In a statement issued by his campaign, Strickland said he called Portman to concede and to “wish him well in representing the people of Ohio in the Senate.”

Armed with a substantial fundraising advantage, Portman unleashed a barrage of negative ads that painted Strickland as a Washington insider who badly mismanaged the state’s finances. After serving in the House, Strickland worked for the Center for American Progress, a liberal think tank in Washington. The great irony, of course, is that Portman himself spent six years in the Senate and 12 years in the House, and served as U.S. trade representative and director of the Office of Management and Budget under George W. Bush.

In an early sign of trouble, Democrats in August began canceling advertisements set to run on television stations across Ohio on behalf of Strickland.

The incumbent senator put the Democratic challenger on his heels over a number of gaffes. In August, the 75-year-old Strickland apologized for saying the late Supreme Court Justice Antonin Scalia’s death came “at a good time.” The court’s conservative majority was widely expected to deal a major blow to labor unions in a forthcoming case, but a 4-4 court decision after Scalia’s death staved off defeat.

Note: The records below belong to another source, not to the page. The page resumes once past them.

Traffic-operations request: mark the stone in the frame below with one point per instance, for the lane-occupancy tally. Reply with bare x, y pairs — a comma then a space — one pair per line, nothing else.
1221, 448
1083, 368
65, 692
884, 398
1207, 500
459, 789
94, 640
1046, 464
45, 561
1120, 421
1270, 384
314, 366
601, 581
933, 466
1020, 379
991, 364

In October, Strickland expressed regret after saying for-profit charter schools have “raped” Ohio taxpayers.

Portman ably maintained a balancing act with respect to GOP nominee Donald Trump. Although he endorsed the controversial real estate mogul early on, Portman strategically kept his distance from Trump, not appearing with him on the trail or mentioning him in his stump speeches. He even opted against attending the GOP convention in Cleveland, an usual move for the senator of a state hosting the party’s delegates in a presidential election year.

Trump evidently didn’t take offense, unlike with the slights he felt had been dealt to him by other members of the party, such as House Speaker Paul Ryan (R-Wis.). He praised Portman, telling Fox News that the two men had a “great relationship.”

Strickland, however, struggled to tie Portman to Trump’s litany of horrible statements about women, minorities and disabled persons. In the third and final debate between Trump and his Democratic opponent Hillary Clinton in October, Portman turned the tables on Strickland, attacking him for refusing to distance himself from Clinton amid the swirling email controversy.

The Buckeye State had also proven to be a stronger than expected bastion of Trump support, as his economic message appealed to many blue-collar workers there. Recognizing this early on, Portman, who is on record as supporting free trade, came out against the Trans-Pacific Partnership, a proposed trade deal between the U.S. and 11 other Pacific Rim countries.

Portman’s victory is emblematic of the deeper contradiction surrounding the 2016 campaign ― an election that was, at least according to conventional wisdom, largely about disaffected voters fed up with the status quo in Washington. Vox’s Dylan Matthews succinctly summed up the race in October:

This is a kind of confusing situation. Portman — a former lobbyist who served as both George W. Bush’s budget director and his trade representative — theoretically represents everything voters in general, and Republicans in particular, are rejecting in this strange election year. The political establishment. Lobbyists. The Bush administration’s betrayals of fiscal conservatism. Free trade deals. But he’s running far ahead of Trump in Ohio.